Damien bog an einer Kreuzung ab. Noch nie waren wir zusammen diesen Weg gefahren. Ich bekam Angst. Ist heute der Tag, an dem ich mein ganzes Leben zurücklasse und nach meinen wahren Eltern zu suchen beginne? Die Autotüren fielen ins Schloss. Bei Anspannung fällt es mir besonders schwer, meine Kräfte zu kontrollieren. „Wohin?", fragte ich mit zitternder Stimme. „Ich glaube, wir sollten uns darüber informieren, durch welchen Gang, wenn man es so nennen kann, auf die andere Seite gelangt", antwortete er. Mein Puls legte sich wieder. „Heißt das, ich bin bereit zu kämpfen?", fragte ich. Es war eine Zeit lang vergangen seit dem Vollmond, bei dem meine Eltern mit mir gespielt hatten. Ich hatte in der Zeit viel trainiert, auf vielen unterschiedlichen Art und Weisen. Sie waren zum Teil komisch, zum Teil vorderten sie mich heraus, aber ich gab nicht auf. „Ich weiß nicht, ob man auf sowas bereit sein kann, aber du hast große Beherrschung und deine Zaubereien verliefen in letzter Zeit einwandlos, aber könntest bitte wieder die Schlösser der Türen öffnen?" „Ja, sicher", sagte ich und schloss die Augen für einen kurzen Augenblick, dachte an das Schloss und es öffnete sich. Wenn doch bloß der Weg zu meinen Eltern so leicht wie ein Schloss zu öffnen wäre.

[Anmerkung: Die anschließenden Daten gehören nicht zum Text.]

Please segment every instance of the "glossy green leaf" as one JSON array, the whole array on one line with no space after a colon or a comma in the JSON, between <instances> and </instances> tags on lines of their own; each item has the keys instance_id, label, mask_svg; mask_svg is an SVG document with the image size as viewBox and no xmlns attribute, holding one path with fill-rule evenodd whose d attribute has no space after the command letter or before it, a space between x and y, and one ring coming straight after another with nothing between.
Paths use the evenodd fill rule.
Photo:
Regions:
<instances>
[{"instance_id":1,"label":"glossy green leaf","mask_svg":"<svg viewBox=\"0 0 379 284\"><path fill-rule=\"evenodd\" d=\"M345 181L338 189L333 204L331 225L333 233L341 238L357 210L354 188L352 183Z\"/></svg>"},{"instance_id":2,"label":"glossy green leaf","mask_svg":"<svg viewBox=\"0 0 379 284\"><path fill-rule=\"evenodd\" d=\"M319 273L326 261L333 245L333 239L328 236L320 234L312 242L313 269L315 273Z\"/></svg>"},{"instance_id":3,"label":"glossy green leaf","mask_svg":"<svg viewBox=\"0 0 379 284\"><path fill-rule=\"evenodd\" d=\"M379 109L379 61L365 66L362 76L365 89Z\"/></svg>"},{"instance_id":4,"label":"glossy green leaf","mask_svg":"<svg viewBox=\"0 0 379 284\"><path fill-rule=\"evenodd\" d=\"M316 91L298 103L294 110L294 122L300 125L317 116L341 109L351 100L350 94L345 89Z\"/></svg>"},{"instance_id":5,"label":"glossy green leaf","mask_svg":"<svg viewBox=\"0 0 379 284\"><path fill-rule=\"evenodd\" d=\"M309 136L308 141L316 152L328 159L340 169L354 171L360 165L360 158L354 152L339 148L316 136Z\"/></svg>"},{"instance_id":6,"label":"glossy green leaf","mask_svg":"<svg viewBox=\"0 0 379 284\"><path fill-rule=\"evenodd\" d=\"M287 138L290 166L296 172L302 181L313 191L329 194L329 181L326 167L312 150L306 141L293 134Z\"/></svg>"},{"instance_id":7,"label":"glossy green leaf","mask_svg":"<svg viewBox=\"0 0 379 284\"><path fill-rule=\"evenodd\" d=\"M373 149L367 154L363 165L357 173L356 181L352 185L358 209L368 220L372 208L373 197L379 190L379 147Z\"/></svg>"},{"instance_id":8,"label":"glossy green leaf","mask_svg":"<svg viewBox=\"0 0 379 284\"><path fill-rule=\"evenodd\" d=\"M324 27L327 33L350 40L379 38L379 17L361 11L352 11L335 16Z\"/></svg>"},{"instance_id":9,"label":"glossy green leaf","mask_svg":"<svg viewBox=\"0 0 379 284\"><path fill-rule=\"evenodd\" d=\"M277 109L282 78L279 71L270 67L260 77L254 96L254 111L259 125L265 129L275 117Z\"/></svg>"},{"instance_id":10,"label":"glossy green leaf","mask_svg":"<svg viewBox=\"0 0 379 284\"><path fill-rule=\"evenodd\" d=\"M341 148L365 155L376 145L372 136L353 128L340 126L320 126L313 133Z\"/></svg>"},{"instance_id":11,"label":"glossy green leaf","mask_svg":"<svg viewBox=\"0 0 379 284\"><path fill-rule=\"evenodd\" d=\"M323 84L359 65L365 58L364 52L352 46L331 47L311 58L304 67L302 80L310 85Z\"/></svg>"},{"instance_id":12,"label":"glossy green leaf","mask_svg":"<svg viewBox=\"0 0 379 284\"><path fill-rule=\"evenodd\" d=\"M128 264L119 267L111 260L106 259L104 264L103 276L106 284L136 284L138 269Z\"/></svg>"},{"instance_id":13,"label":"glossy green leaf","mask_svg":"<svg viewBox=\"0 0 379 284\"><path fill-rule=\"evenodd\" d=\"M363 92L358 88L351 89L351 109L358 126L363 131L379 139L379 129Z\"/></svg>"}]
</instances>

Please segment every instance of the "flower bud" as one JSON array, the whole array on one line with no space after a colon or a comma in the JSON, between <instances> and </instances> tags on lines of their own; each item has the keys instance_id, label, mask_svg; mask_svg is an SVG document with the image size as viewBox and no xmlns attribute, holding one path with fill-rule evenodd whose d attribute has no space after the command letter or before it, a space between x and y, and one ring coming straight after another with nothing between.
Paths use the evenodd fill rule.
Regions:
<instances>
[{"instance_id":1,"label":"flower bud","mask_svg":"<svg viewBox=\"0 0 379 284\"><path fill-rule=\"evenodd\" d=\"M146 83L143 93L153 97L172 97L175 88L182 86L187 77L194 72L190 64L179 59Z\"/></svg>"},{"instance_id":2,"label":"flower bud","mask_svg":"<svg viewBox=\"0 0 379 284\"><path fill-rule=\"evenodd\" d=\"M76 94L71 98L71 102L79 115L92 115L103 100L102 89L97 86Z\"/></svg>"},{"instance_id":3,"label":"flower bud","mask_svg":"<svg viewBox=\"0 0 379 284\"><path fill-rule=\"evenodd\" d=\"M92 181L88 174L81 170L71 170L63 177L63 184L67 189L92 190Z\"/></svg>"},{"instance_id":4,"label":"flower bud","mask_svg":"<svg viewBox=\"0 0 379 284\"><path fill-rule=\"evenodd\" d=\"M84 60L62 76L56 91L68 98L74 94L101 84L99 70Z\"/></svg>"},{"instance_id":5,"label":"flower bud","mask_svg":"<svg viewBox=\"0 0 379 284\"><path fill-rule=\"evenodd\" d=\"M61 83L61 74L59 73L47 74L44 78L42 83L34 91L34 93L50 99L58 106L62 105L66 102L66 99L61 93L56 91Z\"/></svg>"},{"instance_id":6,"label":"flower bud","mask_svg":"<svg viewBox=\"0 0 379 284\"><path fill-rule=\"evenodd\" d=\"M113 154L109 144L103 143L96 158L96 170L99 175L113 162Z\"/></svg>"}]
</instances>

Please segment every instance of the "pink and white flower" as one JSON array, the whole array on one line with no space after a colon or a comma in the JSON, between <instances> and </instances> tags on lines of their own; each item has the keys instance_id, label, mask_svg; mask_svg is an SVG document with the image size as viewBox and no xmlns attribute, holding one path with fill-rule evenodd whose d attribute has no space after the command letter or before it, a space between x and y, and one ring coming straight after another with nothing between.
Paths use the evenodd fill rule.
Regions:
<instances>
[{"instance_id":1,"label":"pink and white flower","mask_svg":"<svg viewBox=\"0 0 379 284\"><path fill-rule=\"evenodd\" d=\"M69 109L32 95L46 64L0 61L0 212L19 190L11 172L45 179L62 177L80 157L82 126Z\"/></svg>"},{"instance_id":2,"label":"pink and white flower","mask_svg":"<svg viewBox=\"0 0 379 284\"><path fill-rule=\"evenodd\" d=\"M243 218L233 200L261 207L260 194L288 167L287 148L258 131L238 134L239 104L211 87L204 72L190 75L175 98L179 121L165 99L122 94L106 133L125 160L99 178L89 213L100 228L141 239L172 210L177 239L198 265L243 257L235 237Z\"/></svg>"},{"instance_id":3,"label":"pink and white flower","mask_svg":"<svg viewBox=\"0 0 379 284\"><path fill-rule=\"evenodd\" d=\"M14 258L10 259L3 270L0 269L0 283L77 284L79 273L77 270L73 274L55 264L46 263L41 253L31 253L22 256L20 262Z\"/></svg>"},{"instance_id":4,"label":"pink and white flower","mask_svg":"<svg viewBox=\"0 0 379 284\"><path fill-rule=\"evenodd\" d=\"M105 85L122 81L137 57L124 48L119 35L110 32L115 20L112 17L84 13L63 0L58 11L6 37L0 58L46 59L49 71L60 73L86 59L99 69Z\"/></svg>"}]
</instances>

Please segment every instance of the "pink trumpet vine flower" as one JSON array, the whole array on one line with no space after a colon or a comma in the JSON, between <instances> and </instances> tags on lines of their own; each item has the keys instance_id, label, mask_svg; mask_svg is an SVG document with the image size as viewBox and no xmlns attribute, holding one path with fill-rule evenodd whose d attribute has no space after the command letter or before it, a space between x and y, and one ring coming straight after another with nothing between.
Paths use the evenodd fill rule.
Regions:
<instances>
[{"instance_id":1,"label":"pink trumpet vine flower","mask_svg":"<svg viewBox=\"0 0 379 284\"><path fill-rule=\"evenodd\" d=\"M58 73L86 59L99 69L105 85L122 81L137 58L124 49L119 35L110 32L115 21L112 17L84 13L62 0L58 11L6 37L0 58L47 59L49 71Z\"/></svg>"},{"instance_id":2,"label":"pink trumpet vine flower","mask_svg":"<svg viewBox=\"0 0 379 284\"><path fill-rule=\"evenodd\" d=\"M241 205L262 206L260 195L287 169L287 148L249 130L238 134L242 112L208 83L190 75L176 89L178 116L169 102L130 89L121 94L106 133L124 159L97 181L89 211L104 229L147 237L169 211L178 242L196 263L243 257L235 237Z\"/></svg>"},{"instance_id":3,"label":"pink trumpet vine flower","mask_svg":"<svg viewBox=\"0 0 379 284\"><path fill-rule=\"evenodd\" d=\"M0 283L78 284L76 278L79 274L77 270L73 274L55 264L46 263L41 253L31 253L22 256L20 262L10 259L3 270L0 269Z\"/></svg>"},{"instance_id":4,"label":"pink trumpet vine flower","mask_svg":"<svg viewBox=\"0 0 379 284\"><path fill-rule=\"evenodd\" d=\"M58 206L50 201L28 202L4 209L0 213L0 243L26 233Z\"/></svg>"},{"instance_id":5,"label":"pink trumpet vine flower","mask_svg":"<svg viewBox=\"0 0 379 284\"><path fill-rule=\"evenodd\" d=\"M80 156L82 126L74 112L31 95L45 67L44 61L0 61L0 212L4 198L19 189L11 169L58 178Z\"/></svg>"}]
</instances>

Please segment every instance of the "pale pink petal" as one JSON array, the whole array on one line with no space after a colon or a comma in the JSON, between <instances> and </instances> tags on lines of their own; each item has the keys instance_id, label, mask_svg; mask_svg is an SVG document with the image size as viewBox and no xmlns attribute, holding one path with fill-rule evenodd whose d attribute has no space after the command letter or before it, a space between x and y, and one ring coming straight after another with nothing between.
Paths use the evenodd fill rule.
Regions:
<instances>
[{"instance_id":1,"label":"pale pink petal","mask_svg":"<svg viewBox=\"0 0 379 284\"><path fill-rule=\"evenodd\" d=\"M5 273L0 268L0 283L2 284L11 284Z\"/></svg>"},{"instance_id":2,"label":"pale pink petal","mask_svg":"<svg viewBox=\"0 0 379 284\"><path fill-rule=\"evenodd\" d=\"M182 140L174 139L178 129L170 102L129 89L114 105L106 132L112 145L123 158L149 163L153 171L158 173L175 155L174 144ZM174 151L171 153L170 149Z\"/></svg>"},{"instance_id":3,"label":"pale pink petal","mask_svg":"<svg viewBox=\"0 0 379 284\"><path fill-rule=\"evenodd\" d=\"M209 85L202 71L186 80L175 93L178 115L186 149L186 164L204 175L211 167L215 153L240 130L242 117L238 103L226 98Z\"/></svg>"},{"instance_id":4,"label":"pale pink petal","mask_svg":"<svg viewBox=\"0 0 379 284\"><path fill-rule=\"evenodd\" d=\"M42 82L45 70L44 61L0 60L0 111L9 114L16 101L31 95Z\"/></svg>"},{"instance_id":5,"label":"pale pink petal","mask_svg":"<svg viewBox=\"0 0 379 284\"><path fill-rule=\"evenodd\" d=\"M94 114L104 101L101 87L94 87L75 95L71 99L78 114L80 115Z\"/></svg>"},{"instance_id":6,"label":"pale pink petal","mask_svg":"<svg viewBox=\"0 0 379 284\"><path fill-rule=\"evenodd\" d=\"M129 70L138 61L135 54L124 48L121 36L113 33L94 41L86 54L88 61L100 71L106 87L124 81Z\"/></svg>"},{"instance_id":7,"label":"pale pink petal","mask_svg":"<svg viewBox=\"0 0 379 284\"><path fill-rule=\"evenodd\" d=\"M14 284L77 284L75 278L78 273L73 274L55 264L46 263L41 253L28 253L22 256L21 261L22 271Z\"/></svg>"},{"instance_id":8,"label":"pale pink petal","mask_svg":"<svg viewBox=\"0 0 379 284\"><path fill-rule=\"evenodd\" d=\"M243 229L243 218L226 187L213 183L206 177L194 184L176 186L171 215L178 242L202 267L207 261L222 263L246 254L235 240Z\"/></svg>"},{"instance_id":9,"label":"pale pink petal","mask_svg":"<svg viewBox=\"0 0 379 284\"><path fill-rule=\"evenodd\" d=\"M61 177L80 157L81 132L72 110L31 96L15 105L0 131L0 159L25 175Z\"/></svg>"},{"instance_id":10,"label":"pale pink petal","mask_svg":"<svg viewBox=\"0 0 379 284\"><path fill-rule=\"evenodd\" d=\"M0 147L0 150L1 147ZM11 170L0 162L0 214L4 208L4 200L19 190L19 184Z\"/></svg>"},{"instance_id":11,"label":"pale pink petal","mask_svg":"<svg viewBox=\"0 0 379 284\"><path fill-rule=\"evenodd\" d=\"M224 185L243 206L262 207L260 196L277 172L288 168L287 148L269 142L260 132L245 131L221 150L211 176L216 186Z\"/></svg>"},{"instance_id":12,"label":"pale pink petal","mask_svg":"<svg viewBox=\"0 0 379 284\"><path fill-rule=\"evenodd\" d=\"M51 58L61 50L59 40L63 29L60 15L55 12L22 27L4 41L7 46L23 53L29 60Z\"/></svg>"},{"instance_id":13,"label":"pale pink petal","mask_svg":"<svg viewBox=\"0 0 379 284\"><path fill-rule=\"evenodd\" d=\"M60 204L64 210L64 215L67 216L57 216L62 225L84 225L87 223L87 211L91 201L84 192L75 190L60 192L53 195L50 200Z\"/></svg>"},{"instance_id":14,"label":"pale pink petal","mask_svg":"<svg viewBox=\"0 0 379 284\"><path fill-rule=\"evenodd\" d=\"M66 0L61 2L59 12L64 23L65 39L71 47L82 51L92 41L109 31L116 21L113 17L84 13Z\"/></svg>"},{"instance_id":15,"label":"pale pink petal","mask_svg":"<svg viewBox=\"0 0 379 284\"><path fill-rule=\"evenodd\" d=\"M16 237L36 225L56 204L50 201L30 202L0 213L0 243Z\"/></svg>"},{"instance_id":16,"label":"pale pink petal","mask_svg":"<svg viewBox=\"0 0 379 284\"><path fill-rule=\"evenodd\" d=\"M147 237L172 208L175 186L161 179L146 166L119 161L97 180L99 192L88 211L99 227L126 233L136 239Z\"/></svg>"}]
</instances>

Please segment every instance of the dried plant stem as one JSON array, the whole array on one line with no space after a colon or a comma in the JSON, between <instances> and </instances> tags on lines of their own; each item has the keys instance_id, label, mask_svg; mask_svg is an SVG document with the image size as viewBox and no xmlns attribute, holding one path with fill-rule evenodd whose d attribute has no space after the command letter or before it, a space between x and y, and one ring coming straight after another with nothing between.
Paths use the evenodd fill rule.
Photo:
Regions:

Ich wusste nicht, dass man Kontakt zu Menschen auf der anderen aufnehmen konnte, aber man kann es. Nicht zu allen, bloß zu denen, die sich in einer komplizierten Lage befinden. Sie müssen vor dem Tod geflüchtet sein. Sie hatten versucht ihm zu entkommen. Sie kennen den Weg auf die andere Seite. Doch Kontakt zu ihnen aufzunehmen, war nicht so einfach wie erwartet. Damien fuhr mit mir in eine andere Stadt. Tief im Wald erst blieben wir stehen. „Wieso nehmen wir hier Kontakt zu ihnen auf?", fragte ich. „Ein Mann soll hier gegangen sein. Wenn man die Orte besucht, an denen diese, in der Zwickmühle steckenden Menschen, ums Leben kamen, sollte man Kontakt zu Ihnen aufnehmen können." „Aber woher weiß man, dass sie sich in der Lage befinden?" Ich hatte unglaublich viele Fragen. Aber es war alles neu für mich. „Es sind alte Geschichten, die immer weitererzählt wurden. Sie können der Wahrheit entsprechen. Dies hier kann aber auch ein totaler Reinfall sein. Sei also bitte nicht enttäuscht, wenn es nicht klappt." Ich wäre enttäuscht, wenn ich meine Eltern, bis zu meinem Tod, nie wieder sehen könnte. Aber es gab noch Chancen. Viele Chancen, die ich nutzen würde, auch wenn sie mein Leben kosten.